Thanks so much for sharing your experience! Food for thoughts! Nom nom!

Jennifer

Rippy and Graham Dusseldorp

--- The PM ones are rough. Hub gets home and has been helping her do them after dinner. I'm worn out from the day so i use the time to get a few minutes of quiet (interrupted by wailing and grumpy Dad voice.) He's worn out and she starts whining... Then HE starts 'whining' and then I get annoyed. We'll have to brainstorm more on this. ---

I would help your husband figure out a way to make the PM exercises a special father daughter time. Perhaps he can do some other calming activities with her before and after. Maybe your husband could read her a story and play dolls with her, or any other game she enjoys. Or they could have a spa date - maybe they could have a warm foot bath together and give each other hand massages with warm oil. You could put out yoga mats in the room and your daughter could give her favourite doll or teddy bear the exercises first and then your husband could give the exercises to your daughter. You can make it extra special by dimming the lights, putting out tea candles, and/or soft music.

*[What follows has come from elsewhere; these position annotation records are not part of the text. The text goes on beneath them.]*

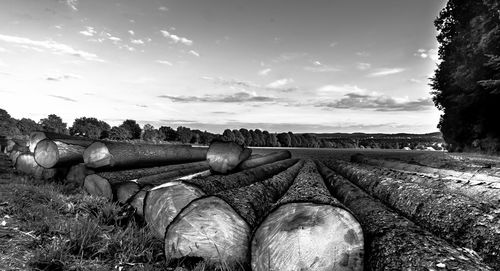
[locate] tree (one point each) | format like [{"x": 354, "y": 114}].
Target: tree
[
  {"x": 90, "y": 127},
  {"x": 26, "y": 126},
  {"x": 466, "y": 84},
  {"x": 168, "y": 134},
  {"x": 134, "y": 128},
  {"x": 119, "y": 133},
  {"x": 54, "y": 123}
]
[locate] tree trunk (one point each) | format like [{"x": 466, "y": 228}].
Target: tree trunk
[
  {"x": 308, "y": 229},
  {"x": 454, "y": 217},
  {"x": 77, "y": 174},
  {"x": 26, "y": 163},
  {"x": 472, "y": 178},
  {"x": 392, "y": 241},
  {"x": 133, "y": 174},
  {"x": 51, "y": 153},
  {"x": 223, "y": 157},
  {"x": 226, "y": 220},
  {"x": 163, "y": 203},
  {"x": 266, "y": 159},
  {"x": 120, "y": 155}
]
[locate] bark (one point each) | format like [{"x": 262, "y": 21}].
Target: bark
[
  {"x": 120, "y": 155},
  {"x": 452, "y": 216},
  {"x": 308, "y": 229},
  {"x": 77, "y": 173},
  {"x": 62, "y": 152},
  {"x": 266, "y": 159},
  {"x": 473, "y": 178},
  {"x": 26, "y": 163},
  {"x": 394, "y": 242},
  {"x": 163, "y": 203},
  {"x": 223, "y": 157},
  {"x": 226, "y": 220},
  {"x": 133, "y": 174}
]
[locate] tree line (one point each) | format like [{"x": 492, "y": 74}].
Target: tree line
[{"x": 466, "y": 84}]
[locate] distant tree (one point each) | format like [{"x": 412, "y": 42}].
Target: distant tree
[
  {"x": 184, "y": 134},
  {"x": 7, "y": 124},
  {"x": 90, "y": 127},
  {"x": 149, "y": 133},
  {"x": 54, "y": 123},
  {"x": 26, "y": 126},
  {"x": 168, "y": 134},
  {"x": 119, "y": 133},
  {"x": 134, "y": 128}
]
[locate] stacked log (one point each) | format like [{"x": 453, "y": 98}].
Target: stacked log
[
  {"x": 308, "y": 229},
  {"x": 163, "y": 203},
  {"x": 452, "y": 216},
  {"x": 394, "y": 242},
  {"x": 227, "y": 219},
  {"x": 125, "y": 155}
]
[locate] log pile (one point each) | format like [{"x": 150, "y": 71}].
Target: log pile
[{"x": 272, "y": 212}]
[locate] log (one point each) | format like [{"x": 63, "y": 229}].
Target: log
[
  {"x": 25, "y": 163},
  {"x": 451, "y": 216},
  {"x": 135, "y": 174},
  {"x": 163, "y": 203},
  {"x": 77, "y": 173},
  {"x": 392, "y": 241},
  {"x": 120, "y": 155},
  {"x": 38, "y": 136},
  {"x": 218, "y": 228},
  {"x": 266, "y": 159},
  {"x": 51, "y": 153},
  {"x": 308, "y": 229},
  {"x": 471, "y": 177},
  {"x": 223, "y": 157}
]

The added beauty to the situation might make it more special and magical for your daughter.

See how you can support them in the PM exercises. Maybe you can give your husband some quiet transition time between coming home from work and doing the exercises with your daughter so he can be calm and centered. Maybe you can make them a special snack or dessert, prettily arranged on a beautiful plate so that they can have a tea party together with her dolls.

It might take some time, but encourage your husband to be soft and gentle.

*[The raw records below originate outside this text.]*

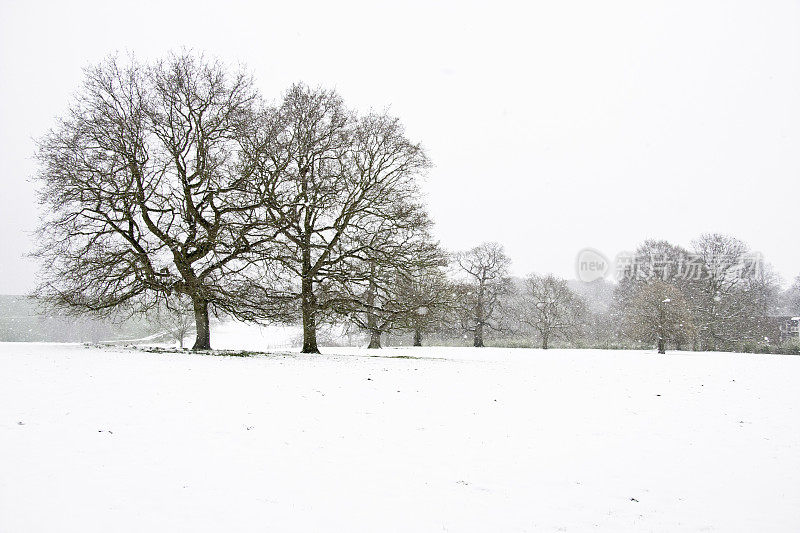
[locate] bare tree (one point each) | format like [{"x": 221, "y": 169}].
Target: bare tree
[
  {"x": 734, "y": 291},
  {"x": 485, "y": 269},
  {"x": 659, "y": 313},
  {"x": 329, "y": 178},
  {"x": 431, "y": 298},
  {"x": 175, "y": 317},
  {"x": 144, "y": 196},
  {"x": 551, "y": 308}
]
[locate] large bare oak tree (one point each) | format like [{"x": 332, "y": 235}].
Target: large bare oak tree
[
  {"x": 144, "y": 194},
  {"x": 330, "y": 179}
]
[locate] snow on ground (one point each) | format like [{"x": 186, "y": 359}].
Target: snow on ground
[{"x": 416, "y": 439}]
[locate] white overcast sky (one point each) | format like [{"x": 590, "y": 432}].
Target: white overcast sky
[{"x": 553, "y": 126}]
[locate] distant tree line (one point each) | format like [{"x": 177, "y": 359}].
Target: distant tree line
[{"x": 172, "y": 189}]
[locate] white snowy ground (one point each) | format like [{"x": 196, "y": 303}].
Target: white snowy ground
[{"x": 455, "y": 439}]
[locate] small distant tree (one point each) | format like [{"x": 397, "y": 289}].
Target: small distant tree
[
  {"x": 430, "y": 296},
  {"x": 734, "y": 293},
  {"x": 551, "y": 308},
  {"x": 484, "y": 271},
  {"x": 330, "y": 178},
  {"x": 658, "y": 313},
  {"x": 378, "y": 299}
]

--- because we wish it would just disappear ---

Me too. But then I remind myself that dealing gracefully with adversity is a wonderful skill to learn.

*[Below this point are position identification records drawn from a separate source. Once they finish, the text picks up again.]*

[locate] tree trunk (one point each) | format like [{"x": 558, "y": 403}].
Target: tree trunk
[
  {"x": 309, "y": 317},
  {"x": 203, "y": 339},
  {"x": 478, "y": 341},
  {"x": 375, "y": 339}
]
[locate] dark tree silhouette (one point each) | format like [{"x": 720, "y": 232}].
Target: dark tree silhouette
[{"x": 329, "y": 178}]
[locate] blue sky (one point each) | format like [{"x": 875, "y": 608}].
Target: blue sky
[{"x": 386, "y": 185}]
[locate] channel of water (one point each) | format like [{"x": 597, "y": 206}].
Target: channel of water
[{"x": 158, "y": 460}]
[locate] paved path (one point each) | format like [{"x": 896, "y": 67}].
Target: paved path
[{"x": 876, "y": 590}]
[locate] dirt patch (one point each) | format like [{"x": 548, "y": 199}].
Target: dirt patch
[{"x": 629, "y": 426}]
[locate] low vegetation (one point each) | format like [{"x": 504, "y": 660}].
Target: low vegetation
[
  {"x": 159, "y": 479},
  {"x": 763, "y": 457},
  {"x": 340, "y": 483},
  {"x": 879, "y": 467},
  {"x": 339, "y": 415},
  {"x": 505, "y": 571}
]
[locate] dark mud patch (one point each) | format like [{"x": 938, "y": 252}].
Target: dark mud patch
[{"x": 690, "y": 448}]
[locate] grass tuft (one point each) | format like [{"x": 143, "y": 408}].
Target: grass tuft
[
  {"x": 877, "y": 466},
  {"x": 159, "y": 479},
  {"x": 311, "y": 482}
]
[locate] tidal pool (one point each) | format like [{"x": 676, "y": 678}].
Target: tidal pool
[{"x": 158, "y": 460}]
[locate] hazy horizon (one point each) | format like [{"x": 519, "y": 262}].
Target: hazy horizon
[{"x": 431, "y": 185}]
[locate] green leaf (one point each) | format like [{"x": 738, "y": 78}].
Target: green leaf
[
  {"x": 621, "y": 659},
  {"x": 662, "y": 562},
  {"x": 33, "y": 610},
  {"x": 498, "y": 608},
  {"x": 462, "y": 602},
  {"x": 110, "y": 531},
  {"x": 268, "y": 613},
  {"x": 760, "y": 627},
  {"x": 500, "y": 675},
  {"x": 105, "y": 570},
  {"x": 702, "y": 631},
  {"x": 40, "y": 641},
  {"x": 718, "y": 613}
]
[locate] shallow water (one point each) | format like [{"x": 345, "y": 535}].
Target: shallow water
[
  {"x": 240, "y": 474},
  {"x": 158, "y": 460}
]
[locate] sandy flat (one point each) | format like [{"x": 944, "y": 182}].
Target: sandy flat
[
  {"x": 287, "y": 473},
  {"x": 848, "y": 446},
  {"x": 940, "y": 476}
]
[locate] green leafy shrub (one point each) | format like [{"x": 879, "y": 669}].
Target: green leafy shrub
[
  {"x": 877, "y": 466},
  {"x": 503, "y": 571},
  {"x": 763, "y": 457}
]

Every moment is a choice - to feel upset about my daughter's condition or to feel grateful for all that I do have. The more I practice gratitude, the greater my inner reserve for the really distressing moments of life, which we all have. My children are also learning from watching me deal with difficult situations. The more I try to stretch myself, grow and make better choices, the more they learn about what works, what doesn't work, what leads to more happiness, what leads to more hurt.